Jake's CS Notes - Computer Vision

//****************************************************************************//
//*************** Fundamental Matrices - October 2nd, 2019 ******************//
//**************************************************************************//

- Alright, there's some scary-looking linear algebra in the slides today...
    - ...somewhere in the world there's a math major, looking at these same slides, cackling behind my back
- "Did you guys hear about Jeff Dean! No?
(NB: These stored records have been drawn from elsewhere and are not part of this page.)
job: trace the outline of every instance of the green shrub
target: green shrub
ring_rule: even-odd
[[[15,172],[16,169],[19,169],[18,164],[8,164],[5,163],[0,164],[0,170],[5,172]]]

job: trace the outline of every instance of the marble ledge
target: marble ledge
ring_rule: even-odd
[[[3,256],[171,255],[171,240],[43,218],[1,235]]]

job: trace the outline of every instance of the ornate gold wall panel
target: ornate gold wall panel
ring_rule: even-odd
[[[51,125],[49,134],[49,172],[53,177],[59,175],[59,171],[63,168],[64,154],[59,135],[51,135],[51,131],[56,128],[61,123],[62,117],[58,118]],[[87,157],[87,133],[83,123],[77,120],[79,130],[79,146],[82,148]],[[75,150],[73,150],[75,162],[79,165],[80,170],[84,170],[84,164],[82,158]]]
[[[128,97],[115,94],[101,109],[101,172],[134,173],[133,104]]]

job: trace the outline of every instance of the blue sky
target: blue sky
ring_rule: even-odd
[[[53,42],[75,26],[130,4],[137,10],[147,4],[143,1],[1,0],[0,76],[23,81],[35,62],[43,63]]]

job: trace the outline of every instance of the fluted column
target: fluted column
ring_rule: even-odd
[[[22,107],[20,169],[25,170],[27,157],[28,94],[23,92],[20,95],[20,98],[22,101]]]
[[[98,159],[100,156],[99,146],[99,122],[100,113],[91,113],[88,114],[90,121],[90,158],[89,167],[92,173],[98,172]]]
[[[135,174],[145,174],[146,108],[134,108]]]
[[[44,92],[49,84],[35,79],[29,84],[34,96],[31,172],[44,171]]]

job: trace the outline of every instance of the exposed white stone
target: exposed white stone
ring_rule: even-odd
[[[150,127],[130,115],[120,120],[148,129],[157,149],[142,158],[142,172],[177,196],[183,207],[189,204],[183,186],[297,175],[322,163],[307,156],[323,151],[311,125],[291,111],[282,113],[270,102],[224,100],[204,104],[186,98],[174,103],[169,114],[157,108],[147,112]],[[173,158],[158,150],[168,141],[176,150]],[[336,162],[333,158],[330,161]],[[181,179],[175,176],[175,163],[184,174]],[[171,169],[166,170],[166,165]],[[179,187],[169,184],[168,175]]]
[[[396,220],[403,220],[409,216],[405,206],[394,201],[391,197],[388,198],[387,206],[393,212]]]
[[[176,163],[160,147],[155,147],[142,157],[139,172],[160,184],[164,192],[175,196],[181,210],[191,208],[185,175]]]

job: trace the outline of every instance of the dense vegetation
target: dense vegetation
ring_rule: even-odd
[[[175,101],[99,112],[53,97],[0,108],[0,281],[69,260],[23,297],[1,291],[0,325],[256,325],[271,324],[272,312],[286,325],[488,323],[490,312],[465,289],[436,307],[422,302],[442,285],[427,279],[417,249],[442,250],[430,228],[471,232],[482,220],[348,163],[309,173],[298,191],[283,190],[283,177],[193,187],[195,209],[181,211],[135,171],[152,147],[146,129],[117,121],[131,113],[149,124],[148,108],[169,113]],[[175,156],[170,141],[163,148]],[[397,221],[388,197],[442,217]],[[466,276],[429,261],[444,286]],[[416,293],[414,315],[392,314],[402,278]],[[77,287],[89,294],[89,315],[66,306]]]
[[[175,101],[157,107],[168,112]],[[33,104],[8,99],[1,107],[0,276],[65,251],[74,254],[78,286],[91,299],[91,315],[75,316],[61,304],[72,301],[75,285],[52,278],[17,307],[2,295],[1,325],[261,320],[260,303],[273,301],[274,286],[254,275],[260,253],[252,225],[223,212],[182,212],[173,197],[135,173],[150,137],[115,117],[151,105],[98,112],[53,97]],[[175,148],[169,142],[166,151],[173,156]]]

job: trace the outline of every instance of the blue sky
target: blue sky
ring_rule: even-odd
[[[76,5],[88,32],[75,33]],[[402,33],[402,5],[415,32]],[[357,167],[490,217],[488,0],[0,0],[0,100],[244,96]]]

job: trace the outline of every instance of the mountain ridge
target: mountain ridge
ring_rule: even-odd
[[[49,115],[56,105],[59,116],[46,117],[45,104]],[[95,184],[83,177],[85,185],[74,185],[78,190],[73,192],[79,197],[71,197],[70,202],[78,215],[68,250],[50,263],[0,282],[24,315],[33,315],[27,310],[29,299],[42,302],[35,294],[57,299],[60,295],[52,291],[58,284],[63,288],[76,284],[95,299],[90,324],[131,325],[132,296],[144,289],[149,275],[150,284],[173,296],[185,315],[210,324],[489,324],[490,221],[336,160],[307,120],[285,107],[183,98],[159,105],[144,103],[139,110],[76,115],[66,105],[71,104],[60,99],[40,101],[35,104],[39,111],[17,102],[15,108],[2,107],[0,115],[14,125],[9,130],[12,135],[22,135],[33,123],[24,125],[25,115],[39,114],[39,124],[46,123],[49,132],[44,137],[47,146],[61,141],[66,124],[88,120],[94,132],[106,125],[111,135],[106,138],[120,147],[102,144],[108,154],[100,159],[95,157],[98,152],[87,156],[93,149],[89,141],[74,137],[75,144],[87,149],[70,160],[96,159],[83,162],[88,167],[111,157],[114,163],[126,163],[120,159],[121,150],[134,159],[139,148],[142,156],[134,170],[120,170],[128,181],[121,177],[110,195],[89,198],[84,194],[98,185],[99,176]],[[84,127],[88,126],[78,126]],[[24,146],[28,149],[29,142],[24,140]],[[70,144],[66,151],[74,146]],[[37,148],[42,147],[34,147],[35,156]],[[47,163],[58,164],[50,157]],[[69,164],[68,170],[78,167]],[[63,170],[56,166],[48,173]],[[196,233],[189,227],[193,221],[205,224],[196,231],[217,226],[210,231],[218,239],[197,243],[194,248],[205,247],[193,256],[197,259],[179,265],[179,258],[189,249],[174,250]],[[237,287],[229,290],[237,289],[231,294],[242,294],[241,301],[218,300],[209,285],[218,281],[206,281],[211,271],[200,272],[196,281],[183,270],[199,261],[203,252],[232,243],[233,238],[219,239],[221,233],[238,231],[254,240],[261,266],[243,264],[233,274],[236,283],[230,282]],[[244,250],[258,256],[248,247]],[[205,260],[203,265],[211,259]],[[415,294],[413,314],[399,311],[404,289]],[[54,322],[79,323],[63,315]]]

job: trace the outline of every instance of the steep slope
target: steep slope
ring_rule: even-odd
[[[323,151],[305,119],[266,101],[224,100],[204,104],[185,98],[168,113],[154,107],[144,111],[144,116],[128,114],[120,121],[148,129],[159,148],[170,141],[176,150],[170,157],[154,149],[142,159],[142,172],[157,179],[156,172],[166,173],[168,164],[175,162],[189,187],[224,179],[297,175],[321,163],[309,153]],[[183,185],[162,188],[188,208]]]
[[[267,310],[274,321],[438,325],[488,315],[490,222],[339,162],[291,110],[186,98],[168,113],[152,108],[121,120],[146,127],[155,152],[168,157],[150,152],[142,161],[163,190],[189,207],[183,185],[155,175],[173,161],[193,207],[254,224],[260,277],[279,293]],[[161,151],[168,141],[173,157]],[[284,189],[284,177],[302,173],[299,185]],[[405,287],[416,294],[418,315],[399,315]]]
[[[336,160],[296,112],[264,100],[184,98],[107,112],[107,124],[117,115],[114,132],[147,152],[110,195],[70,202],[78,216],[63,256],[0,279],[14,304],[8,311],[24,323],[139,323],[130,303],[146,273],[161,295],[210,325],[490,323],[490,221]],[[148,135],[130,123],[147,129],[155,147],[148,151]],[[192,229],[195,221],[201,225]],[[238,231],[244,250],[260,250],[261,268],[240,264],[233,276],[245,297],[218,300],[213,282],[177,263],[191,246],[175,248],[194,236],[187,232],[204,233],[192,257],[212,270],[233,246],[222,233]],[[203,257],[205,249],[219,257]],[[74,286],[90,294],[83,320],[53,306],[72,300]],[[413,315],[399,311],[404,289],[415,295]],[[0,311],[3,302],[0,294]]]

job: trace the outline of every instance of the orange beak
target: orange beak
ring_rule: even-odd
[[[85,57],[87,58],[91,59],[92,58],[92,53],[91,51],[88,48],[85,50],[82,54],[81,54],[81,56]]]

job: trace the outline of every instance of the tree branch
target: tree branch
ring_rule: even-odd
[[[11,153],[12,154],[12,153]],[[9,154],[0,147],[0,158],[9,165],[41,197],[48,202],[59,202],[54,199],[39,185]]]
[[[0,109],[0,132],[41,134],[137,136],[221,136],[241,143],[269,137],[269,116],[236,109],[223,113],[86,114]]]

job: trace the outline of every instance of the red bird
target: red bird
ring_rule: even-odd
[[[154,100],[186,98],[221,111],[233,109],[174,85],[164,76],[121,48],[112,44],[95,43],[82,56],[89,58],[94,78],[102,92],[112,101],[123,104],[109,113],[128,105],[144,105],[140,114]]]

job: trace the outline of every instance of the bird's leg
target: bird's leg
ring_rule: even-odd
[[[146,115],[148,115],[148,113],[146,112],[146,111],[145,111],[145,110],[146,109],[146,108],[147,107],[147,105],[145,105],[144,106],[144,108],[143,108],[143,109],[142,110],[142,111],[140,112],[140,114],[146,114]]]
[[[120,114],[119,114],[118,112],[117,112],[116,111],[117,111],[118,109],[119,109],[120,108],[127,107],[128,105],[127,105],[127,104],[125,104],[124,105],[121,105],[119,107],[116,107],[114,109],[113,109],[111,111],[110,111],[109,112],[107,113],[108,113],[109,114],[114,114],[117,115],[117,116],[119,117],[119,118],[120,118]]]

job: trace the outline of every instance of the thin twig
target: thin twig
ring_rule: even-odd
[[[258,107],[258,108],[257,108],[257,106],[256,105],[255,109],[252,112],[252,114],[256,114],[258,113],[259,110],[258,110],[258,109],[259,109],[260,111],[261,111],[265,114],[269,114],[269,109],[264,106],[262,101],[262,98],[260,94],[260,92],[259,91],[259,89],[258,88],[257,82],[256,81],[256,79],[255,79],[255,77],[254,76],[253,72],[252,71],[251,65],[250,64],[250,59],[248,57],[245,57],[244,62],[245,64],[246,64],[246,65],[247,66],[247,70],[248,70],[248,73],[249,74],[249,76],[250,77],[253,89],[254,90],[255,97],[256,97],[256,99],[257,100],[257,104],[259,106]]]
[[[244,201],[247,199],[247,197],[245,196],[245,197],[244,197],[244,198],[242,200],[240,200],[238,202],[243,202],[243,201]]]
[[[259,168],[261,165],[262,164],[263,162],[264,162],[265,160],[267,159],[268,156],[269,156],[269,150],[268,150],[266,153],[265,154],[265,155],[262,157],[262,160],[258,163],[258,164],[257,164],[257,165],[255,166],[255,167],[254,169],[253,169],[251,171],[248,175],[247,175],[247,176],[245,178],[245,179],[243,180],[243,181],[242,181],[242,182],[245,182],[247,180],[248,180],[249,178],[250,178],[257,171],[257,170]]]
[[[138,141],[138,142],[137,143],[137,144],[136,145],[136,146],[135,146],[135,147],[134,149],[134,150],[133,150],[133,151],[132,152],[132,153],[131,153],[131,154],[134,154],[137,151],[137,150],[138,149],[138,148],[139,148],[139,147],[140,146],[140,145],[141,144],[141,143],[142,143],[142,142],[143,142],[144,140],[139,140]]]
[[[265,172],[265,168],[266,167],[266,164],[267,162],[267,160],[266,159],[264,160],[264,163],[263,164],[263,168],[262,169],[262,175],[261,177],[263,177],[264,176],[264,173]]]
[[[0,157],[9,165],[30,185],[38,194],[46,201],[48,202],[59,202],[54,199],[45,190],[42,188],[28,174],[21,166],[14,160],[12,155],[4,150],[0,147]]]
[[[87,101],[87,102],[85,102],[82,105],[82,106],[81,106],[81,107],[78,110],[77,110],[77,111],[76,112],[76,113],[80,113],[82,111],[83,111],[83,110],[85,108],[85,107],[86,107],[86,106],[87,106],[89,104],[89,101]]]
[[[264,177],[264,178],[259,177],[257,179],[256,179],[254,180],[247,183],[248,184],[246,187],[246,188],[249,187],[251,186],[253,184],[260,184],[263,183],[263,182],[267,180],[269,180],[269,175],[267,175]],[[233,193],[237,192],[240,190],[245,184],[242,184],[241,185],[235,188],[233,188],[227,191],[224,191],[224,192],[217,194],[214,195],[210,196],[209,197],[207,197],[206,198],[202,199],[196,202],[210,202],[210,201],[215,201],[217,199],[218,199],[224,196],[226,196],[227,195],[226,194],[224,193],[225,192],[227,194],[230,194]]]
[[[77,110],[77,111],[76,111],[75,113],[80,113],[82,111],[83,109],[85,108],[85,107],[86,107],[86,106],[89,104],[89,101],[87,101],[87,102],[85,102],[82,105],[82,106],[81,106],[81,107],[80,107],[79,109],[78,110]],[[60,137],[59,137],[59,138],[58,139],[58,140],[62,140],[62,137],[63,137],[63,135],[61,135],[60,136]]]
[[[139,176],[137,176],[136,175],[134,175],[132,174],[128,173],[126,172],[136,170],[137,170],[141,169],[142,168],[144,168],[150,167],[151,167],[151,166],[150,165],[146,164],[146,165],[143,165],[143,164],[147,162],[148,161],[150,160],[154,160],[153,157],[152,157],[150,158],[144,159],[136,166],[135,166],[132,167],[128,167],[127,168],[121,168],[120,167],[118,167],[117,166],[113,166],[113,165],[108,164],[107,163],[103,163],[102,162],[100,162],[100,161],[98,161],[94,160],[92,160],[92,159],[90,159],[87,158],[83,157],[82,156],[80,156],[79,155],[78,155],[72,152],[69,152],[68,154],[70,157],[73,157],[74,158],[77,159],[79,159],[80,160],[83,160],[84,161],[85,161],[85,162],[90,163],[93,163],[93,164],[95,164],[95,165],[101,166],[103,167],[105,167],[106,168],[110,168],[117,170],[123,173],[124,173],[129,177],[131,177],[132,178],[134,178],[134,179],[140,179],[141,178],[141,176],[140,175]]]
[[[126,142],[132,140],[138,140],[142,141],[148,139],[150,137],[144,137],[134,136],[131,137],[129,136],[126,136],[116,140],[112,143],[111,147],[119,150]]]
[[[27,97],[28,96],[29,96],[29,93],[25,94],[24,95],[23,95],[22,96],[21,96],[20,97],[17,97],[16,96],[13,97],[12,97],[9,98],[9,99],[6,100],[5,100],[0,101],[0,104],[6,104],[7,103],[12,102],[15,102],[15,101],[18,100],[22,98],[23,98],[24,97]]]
OH, you guys!"
    - Jeff Dean is the head of AI at Google, and he came to give a talk yesterday - if you missed him, sorry!
    - Also, Skydio (the startup Professor Dellaert worked on for about a year) released v2 of their drone yesterday, and they managed to get it down to the not-so-low price of $999
        - There are 6 4k 360 degree cameras, giving the drone "trinocular stereo" (3 cameras on the top, 3 on the bottom)
        - This drone actually does use a HarrisNet to extract features, uses an epipolar-patch variant of SIFT to match stuff, and then uses SLAM to figure out its position
            - So, the stuff you learn in this class has direct uses in this stuff!
    - "I don't think DJI is to be mocked - they make great products at reasonable prices, which is a hard engineering thing to do - but quality-wise, this drone blows their tracking out of the water"
- Project 3 is out today, and it deals with fundamental matrices, which is NOT an easy concept
- Also, a note about the midterm: on Monday, we'll do an in-class practice exam to give you a way of seeing where you are; the exam itself will be on Wednesday
--------------------------------------------------------------------------------

- So, we just started talking about epipolar geometry yesterday!
    - When we take a picture of something, we don't know at what depth an object is, so it has to lie somewhere along the ray going from the camera through that object
        - Therefore, if we move our camera to another position "M'," we can calculate the line along which that object must appear
        - The initial position of our camera corresponds to an identity matrix with all 0s for the homogenous last column

                M = [I|0]

        - When the camera moves via translation/rotation, it'll then be at the new position M' (relative to the original position M):

                M' = R_t*[I|-t]

            - Where "R_t" here is the transpose of any rotation matrix that happened to the camera
    - ALL such lines converge to the EPIPOLE: the center of the OTHER camera's position as seen from the current camera
        - So for our 1st camera, the epipole is where the 2nd camera appears in the image (or the coordinates it would appear at, if it's out-of-frame); for the 2nd camera, it's where the 1st camera would appear
            - On the slides, you can see that all the points in the 1st image lie along the epilines emanating from its epipole, and all the SAME points in the 2nd image also lie along lines emanating from its epipole
            - "...but how the heck do we compute these epipolar lines in the first place? That's what we're spending the rest of this lecture on!"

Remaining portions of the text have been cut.